The Minister will appreciate, given his reference to the Athlone centre, that the Portlaoise mail centre is a great employer in the region. Some 200 people work in it, including approximately 50 who work in the parcels section which must be a growth area, given the current discussion about increased online shopping.

There are couriers delivering-----

The Deputy has exceeded his time. The Minister to conclude.

I will conclude. I thank the Leas-Cheann Comhairle for that.

The Minister must make a brief response.

This is a great service and it needs to be developed. An Post can have a bright future if we have a positive attitude.

The House was due to adjourn at 11.30 p.m., so the Minister should make a brief response.

There is no point in trying to hold the tide back. The digital economy is growing, and either An Post will be a part of that or it will not. More State and non-State services will go online. If we intend to use the old An Post model, then An Post will be in very serious difficulty.
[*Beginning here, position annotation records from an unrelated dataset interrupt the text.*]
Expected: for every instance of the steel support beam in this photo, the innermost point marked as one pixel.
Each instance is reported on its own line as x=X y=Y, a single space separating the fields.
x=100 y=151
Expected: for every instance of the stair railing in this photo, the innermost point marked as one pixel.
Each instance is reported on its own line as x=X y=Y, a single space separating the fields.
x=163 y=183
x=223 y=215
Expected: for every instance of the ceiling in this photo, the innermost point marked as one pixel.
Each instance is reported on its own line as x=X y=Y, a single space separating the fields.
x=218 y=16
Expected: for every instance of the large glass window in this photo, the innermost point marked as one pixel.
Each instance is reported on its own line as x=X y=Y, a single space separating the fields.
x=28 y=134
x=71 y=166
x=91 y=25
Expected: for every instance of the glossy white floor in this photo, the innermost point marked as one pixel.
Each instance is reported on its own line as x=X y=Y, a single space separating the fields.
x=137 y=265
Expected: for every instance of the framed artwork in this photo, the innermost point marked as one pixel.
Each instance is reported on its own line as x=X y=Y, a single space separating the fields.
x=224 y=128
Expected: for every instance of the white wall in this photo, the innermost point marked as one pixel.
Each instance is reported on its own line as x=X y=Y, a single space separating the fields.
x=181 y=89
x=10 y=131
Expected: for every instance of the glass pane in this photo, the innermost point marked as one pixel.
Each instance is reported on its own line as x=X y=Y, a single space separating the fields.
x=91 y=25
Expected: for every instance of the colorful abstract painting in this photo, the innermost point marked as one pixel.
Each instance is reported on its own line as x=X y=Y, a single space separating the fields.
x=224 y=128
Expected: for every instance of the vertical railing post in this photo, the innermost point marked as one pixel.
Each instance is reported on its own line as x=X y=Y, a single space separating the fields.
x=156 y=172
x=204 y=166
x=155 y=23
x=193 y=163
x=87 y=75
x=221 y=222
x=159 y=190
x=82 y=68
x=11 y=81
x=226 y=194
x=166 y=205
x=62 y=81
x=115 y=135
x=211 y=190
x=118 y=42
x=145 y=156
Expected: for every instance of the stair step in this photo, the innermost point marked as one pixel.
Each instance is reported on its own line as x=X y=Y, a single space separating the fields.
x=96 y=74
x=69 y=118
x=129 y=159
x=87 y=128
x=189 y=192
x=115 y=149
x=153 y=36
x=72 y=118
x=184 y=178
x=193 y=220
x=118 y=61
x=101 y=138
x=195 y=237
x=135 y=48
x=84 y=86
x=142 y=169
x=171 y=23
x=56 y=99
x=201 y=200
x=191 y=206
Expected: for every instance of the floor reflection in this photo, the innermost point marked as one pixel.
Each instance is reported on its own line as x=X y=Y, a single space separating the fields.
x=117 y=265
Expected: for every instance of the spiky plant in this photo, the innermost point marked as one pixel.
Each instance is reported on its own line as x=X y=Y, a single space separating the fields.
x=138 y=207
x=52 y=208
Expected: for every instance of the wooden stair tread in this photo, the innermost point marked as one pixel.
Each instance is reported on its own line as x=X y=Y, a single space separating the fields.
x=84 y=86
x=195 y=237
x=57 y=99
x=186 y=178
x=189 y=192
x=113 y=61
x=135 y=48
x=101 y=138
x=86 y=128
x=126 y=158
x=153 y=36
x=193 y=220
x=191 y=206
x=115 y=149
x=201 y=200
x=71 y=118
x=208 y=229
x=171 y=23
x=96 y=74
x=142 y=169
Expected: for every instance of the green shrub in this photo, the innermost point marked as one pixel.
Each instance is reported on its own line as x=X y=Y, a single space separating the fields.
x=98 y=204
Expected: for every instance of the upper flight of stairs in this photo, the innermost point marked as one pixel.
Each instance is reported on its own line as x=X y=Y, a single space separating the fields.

The digital economy presents significant opportunities. This is not just a question of providing services, including digital ones, to older people. What can we do to bring young people into post offices? It should not be the case that the only time any of us goes to a post office is at Christmas or during the summer for foreign exchange or passport purposes. What will bring the next generation into post offices? The parcel service will be one aspect of that, as will banking and other financial services. There are significant opportunities for the company in that regard.

Thanks to the commitment agreement that I have penned with Eir, 97% of post offices will have direct access to high-speed broadband within the next 75 weeks. This is a significant opportunity to be exploited by the post office network. The digital economy is growing. Currently, Irish people are spending €14,000 every minute. The sad part about it is that €10,000 of that is being spent on goods and services from outside Ireland. This year, the digital market in Europe is worth €600 million. There are considerable opportunities for businesses at every crossroads in Ireland to exploit that situation. In order to do so, they must have access to an accessible postal service. That can be available. The front office is the local post office and the back office is the parcel service through the mail centres across the country.

The Dáil adjourned at 11.35 p.m. until 10 a.m. on Friday, 14 July 2017.